Carbon-13 and deuterium nuclear magnetic resonance study of the interaction of cholesterol with phosphatidylethanolamine.

Mixtures of dipalmitoylphosphatidylethanolamine (DPPE) and cholesterol (CHOL) have been studied with solid-state 13C and 2H nuclear magnetic resonance (NMR) techniques. DPPE was 13C labeled at the carbonyl group of the sn-2 chain, and 2H was introduced at the 4 position of the sn-2 chain and the 1 position of the ethanolamine head group. The 13C and 2H spectra of each labeled lipid were studied as a function of temperature and CHOL concentration, and the results indicate three distinguishable temperature-composition regions. In region I, which occurs at low temperatures and CHOL concentrations, the 13C and 2H spectra are similar to those observed for pure DPPE in its gel phase. In region II, which occurs at higher temperatures or CHOL concentrations, the sn-2 13C = O spectra of DPPE/CHOL mixtures display two components, indicating the coexistence of two conformationally and dynamically inequivalent DPPE molecules. One of these is similar to gel-state DPPE, while the second "fluid" fraction displays some liquid-crystalline character. The two-component 13C spectra can be simulated quantitatively with a two-parameter chemical exchange model that permits the fraction of each form and the exchange rate to be determined as a function of temperature and composition.

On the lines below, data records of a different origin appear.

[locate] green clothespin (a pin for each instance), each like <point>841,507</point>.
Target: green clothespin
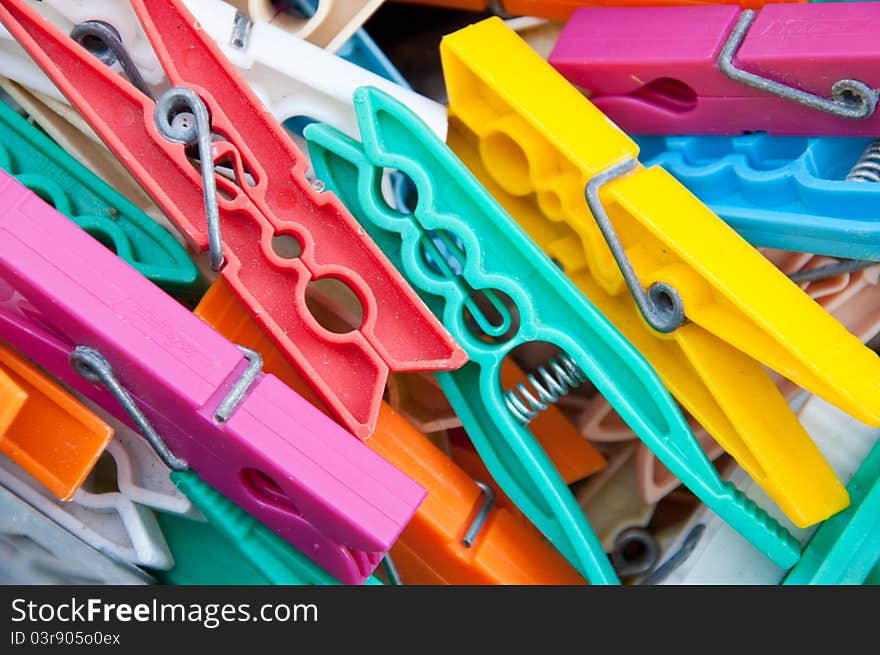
<point>846,547</point>
<point>494,258</point>
<point>45,168</point>
<point>232,548</point>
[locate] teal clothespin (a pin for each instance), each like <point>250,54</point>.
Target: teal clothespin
<point>846,547</point>
<point>497,259</point>
<point>233,547</point>
<point>45,168</point>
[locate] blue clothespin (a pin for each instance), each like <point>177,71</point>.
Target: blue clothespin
<point>818,195</point>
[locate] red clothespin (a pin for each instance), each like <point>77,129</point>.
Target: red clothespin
<point>266,200</point>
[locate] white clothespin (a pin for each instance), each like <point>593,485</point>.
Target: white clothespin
<point>292,77</point>
<point>34,550</point>
<point>721,556</point>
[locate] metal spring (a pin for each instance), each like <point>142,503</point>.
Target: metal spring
<point>867,168</point>
<point>563,376</point>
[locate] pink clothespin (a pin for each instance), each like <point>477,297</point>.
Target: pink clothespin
<point>88,318</point>
<point>792,68</point>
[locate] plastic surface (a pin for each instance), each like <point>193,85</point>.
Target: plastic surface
<point>36,550</point>
<point>653,70</point>
<point>331,25</point>
<point>742,311</point>
<point>452,202</point>
<point>107,521</point>
<point>46,169</point>
<point>778,192</point>
<point>852,298</point>
<point>846,547</point>
<point>44,429</point>
<point>234,548</point>
<point>348,370</point>
<point>562,9</point>
<point>721,556</point>
<point>276,456</point>
<point>322,90</point>
<point>429,550</point>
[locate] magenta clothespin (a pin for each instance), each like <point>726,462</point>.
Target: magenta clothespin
<point>656,70</point>
<point>246,433</point>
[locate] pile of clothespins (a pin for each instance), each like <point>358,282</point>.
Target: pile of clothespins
<point>596,306</point>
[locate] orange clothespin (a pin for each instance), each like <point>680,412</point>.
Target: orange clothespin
<point>431,550</point>
<point>44,429</point>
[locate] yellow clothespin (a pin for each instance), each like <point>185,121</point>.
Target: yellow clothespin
<point>703,306</point>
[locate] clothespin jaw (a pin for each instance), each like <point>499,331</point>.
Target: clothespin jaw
<point>46,169</point>
<point>270,201</point>
<point>44,429</point>
<point>681,263</point>
<point>846,548</point>
<point>334,22</point>
<point>790,193</point>
<point>431,550</point>
<point>451,202</point>
<point>271,556</point>
<point>247,435</point>
<point>721,70</point>
<point>563,9</point>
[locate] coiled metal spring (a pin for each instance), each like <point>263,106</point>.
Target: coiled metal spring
<point>555,379</point>
<point>867,168</point>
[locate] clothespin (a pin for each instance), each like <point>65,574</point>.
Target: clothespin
<point>233,547</point>
<point>853,298</point>
<point>792,68</point>
<point>419,399</point>
<point>846,547</point>
<point>47,170</point>
<point>320,91</point>
<point>612,502</point>
<point>705,309</point>
<point>109,522</point>
<point>36,550</point>
<point>110,510</point>
<point>719,556</point>
<point>811,195</point>
<point>329,27</point>
<point>459,534</point>
<point>44,429</point>
<point>267,260</point>
<point>562,9</point>
<point>231,543</point>
<point>452,205</point>
<point>88,318</point>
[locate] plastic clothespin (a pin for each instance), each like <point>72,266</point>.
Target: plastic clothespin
<point>329,27</point>
<point>793,68</point>
<point>853,298</point>
<point>321,91</point>
<point>260,556</point>
<point>562,9</point>
<point>431,550</point>
<point>45,430</point>
<point>720,556</point>
<point>419,399</point>
<point>77,193</point>
<point>266,259</point>
<point>719,310</point>
<point>812,195</point>
<point>197,397</point>
<point>846,547</point>
<point>452,205</point>
<point>36,550</point>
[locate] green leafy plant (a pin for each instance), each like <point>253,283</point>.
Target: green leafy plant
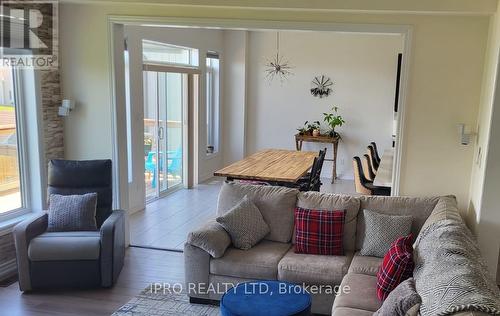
<point>333,120</point>
<point>308,128</point>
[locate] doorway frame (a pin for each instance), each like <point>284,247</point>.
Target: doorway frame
<point>117,114</point>
<point>189,139</point>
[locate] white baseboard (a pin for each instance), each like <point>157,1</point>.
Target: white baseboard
<point>8,269</point>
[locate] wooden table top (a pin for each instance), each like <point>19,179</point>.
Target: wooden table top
<point>271,165</point>
<point>384,172</point>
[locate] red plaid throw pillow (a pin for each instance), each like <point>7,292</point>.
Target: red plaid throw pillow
<point>396,267</point>
<point>319,232</point>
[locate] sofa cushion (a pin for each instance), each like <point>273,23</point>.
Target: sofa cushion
<point>362,293</point>
<point>365,264</point>
<point>211,237</point>
<point>60,246</point>
<point>259,262</point>
<point>319,232</point>
<point>245,224</point>
<point>322,201</point>
<point>276,204</point>
<point>381,231</point>
<point>347,311</point>
<point>403,298</point>
<point>446,208</point>
<point>72,212</point>
<point>313,269</point>
<point>418,208</point>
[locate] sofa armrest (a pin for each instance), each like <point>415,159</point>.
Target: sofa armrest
<point>196,271</point>
<point>23,233</point>
<point>112,247</point>
<point>211,237</point>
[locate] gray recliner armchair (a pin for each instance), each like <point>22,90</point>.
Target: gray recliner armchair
<point>73,259</point>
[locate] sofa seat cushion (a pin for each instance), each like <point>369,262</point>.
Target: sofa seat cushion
<point>418,208</point>
<point>276,204</point>
<point>365,264</point>
<point>259,262</point>
<point>62,246</point>
<point>362,293</point>
<point>313,269</point>
<point>347,311</point>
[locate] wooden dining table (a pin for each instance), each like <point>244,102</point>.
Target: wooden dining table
<point>272,165</point>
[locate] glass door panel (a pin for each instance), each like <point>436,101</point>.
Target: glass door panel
<point>150,134</point>
<point>10,190</point>
<point>175,101</point>
<point>163,122</point>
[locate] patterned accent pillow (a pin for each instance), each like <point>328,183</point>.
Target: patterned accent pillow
<point>245,224</point>
<point>381,230</point>
<point>72,212</point>
<point>396,267</point>
<point>401,300</point>
<point>319,232</point>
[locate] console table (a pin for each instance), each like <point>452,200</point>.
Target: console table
<point>299,139</point>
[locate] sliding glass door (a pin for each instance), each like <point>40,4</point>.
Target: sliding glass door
<point>165,97</point>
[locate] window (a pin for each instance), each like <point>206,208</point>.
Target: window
<point>11,193</point>
<point>154,52</point>
<point>213,79</point>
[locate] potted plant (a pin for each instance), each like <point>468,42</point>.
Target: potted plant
<point>314,128</point>
<point>303,130</point>
<point>333,120</point>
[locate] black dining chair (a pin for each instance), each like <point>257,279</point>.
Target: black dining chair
<point>375,163</point>
<point>367,168</point>
<point>375,151</point>
<point>363,185</point>
<point>312,180</point>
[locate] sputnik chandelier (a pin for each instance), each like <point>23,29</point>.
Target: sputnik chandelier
<point>278,66</point>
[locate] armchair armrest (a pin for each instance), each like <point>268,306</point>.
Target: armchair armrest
<point>23,233</point>
<point>211,237</point>
<point>112,247</point>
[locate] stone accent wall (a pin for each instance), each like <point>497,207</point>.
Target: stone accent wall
<point>53,125</point>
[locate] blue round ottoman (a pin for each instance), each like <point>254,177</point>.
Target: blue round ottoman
<point>270,298</point>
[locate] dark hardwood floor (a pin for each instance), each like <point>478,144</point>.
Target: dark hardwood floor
<point>142,267</point>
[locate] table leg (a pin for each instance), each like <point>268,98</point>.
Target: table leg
<point>334,171</point>
<point>298,145</point>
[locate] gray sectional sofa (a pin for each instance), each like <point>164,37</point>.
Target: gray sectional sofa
<point>210,260</point>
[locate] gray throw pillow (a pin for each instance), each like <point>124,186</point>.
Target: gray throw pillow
<point>381,230</point>
<point>72,212</point>
<point>211,237</point>
<point>402,301</point>
<point>245,224</point>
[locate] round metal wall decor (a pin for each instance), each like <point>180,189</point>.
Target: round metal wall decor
<point>321,86</point>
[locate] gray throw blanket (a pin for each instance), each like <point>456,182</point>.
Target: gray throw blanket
<point>450,274</point>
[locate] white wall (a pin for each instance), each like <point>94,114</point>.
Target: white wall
<point>234,95</point>
<point>363,68</point>
<point>483,215</point>
<point>201,39</point>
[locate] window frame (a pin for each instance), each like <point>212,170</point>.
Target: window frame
<point>212,110</point>
<point>21,140</point>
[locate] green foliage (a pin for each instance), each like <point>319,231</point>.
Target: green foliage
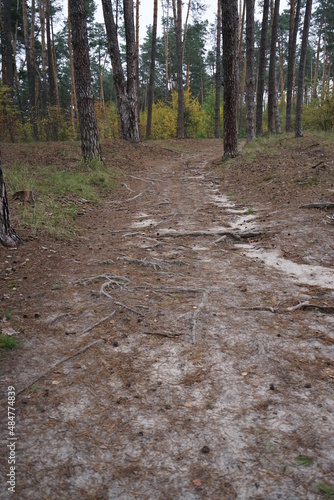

The 2H spectra observed in region II do not exhibit two components in an obvious way. Nevertheless, with some reasonable assumptions, the 2H spectra obtained from chain-labeled DPPE can also be simulated with a two-component model with the exchange rates and fractional populations obtained from the 13C results. The calculations predict not only the line shapes but also the losses in spectral intensity arising from use of the quadrupole echo technique. Furthermore, the 2H spectra show that with increasing temperature the fluid fraction observed in region II undergoes a transition to a higher degree of disorder, and should therefore not be labeled "liquid crystalline". In region III, which occurs at high temperatures and CHOL concentrations, both the 13C and 2H spectra are those expected of liquid-crystalline lipid. The NMR results are compared to, and found to be different from, those obtained with calorimetric investigations. It is suggested that these differences are due to the small domains present in DPPE/CHOL mixtures that lead to phase transitions of low cooperativity. Some metastability of the DPPE/CHOL system was observed at high CHOL concentrations and low temperatures.